Perhaps however, you've not yet met Fleur. That's her below, taking pride of place in my bathroom. She's only been with me for 6 days so I'm unable to take credit for her healthy look and feel. I'm feeling quietly confident.
I've done some reading lately on the benefits of air purifying plants and in doing so stumbled across an array of other benefits, benefits that have encouraged me to up my measly two-fern collection ASAP.
Potplants come in and out of trend, of that I'm largely unaffected, if there is more I can do to benefit my work and living environment, let me at it! So here goes, my top five, in no particular order.
1. Cost effective!
I have always loved fresh flowers and the happy, living vibe they provide about my home, particularly in my bathroom and living area. However, the thriftier folks amongst us, the obvious beauty of a pot plant is that they keep on giving, enabling us to save our hard earned pennies for other things. There is much satisfaction to be gained from spending less, and simplifying your life.
2. Improves productivity at work.
This article by The Guardian references a 10 year study by Dr Chris Night of Exeter University. Night came to the conclusion that employees are 15% more productive when lean work spaces are filled out with a selection of houseplants. "If you put an ant into a 'lean' jam jar, or a gorilla in a zoo into a 'lean' cage – they're miserable beasties," he said. He went on to say that people in offices are no different.
3. Helps us to breath.
Plants and humans are natural partners. When we breathe we inhale oxygen and exhale carbon dioxide. Plants on the other hand absorb carbon dioxide and release oxygen, thus increasing oxygen availability for us.

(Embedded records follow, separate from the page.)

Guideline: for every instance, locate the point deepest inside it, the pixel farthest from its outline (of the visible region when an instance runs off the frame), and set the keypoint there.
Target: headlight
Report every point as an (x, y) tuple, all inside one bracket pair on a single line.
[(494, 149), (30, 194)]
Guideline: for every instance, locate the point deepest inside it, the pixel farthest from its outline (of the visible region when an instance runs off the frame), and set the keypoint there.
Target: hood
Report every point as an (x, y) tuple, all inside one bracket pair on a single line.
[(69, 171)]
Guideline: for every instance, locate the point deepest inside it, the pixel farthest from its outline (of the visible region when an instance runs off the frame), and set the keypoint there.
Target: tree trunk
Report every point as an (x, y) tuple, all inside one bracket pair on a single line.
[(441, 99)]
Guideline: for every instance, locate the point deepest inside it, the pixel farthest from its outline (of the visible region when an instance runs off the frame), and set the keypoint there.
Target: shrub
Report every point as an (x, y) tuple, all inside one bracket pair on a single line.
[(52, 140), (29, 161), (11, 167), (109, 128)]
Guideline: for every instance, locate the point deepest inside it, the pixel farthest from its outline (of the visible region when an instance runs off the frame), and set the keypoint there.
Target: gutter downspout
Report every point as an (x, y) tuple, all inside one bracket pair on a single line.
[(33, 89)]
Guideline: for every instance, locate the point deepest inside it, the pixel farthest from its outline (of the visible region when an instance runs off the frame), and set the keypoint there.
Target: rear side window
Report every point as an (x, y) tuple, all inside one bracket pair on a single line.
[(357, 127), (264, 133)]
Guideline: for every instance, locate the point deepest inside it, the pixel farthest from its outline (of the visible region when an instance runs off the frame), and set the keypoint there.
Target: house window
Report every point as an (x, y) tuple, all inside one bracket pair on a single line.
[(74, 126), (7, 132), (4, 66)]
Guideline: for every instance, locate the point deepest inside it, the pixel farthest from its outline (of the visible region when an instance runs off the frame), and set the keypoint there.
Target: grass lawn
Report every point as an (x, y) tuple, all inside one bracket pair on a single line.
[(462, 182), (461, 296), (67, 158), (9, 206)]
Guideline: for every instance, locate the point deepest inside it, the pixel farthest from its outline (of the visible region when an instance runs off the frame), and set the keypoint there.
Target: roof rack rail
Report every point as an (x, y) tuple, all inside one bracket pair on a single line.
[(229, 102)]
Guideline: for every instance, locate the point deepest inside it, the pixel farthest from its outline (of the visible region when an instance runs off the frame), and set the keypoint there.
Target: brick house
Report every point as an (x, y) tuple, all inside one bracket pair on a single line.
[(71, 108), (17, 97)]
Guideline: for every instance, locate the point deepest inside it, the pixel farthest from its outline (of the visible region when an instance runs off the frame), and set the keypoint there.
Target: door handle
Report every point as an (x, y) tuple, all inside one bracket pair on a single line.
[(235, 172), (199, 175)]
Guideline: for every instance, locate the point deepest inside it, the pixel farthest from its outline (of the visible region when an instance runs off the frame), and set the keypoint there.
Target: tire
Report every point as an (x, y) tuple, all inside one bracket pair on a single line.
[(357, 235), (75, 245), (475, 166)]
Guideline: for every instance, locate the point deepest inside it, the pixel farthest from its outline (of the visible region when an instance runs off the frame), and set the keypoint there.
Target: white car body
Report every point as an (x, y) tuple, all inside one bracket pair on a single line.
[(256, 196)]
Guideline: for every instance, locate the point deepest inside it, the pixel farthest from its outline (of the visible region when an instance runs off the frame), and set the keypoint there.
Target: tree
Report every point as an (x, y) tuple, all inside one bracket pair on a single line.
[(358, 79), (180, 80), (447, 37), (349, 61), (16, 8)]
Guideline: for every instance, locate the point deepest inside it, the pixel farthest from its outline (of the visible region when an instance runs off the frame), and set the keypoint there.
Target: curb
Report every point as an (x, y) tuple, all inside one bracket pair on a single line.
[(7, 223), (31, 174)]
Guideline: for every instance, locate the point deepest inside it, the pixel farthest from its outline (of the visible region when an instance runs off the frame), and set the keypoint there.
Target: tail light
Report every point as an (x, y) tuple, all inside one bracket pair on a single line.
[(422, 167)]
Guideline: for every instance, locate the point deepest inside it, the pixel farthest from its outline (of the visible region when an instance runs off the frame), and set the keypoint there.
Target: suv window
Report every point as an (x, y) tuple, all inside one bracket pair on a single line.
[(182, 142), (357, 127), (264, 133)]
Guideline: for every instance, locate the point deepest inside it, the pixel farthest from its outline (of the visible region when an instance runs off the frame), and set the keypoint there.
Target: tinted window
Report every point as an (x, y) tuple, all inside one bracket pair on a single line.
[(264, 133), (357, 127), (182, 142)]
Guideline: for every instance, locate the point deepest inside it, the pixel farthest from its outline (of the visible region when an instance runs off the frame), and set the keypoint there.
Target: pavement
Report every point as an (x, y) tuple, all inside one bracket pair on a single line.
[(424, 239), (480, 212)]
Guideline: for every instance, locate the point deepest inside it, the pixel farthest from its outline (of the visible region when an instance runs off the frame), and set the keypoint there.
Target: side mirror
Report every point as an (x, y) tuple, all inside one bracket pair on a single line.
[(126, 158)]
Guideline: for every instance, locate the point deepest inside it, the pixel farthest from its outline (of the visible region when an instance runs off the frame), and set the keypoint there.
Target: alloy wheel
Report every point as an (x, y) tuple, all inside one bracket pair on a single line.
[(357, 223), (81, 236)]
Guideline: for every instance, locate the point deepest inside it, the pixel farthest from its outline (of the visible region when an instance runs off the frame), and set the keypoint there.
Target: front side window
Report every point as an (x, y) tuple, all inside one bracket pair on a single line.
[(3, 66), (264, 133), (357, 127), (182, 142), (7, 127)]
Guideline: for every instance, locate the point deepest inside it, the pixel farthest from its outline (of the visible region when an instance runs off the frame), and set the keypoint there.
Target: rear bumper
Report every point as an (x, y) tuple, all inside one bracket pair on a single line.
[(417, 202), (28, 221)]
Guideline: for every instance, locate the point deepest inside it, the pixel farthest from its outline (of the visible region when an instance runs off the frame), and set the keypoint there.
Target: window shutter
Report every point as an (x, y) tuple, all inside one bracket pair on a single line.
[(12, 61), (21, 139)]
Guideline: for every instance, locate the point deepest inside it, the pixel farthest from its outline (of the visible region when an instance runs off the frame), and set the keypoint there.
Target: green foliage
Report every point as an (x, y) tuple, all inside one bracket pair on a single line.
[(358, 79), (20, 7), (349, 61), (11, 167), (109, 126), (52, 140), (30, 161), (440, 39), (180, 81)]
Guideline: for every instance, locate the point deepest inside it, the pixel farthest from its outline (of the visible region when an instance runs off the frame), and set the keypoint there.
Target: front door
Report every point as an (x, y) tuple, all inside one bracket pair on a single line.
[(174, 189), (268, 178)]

Here's another interesting fact. According to an article I read by Melissa Breyer, during the night photosynthesis stops and plants instead absorb oxygen and release carbon dioxide. So, we need to get clever with our plant selection in the bedroom folks because she tells me orchids, succulents and epiphytic bromeliads actually take in carbon dioxide and release oxygen! On that note, meet my pretty succulent selection adorning my bedroom chest of drawers.
4. Purifies the air.
Thanks to NASA who have conducted extensive research around plants in enclosed spaces, we now know as much as we do. Their 10 year research study brought to light a "new concept in indoor air quality improvement". The 1988 research paper went on to say "Both plant leaves and roots are utilised in removing trace levels of toxic vapors from inside tightly sealed buildings. Low levels of chemicals such as carbon monoxide and formaldehyde can be removed from indoor environments by plant leaves alone.."
5. Improves our health.
According to an article by Bayer Advanced, plants increase humidity of the air around them. If you place a few plants together you can increase the humidity of a room and work towards reducing the onset of respiratory illnesses. The article referenced studies at the Agricultural University of Norway stating that using plants in interior spaces will help reduce the onset of dry skin, colds, sore throats and dry coughs.
Ok green thumbs, I ask of you this, what are you favourite indoor plant varieties? Tips for those plants tending to "thrive on neglect" gratefully received.. with those who find upkeep a challenge!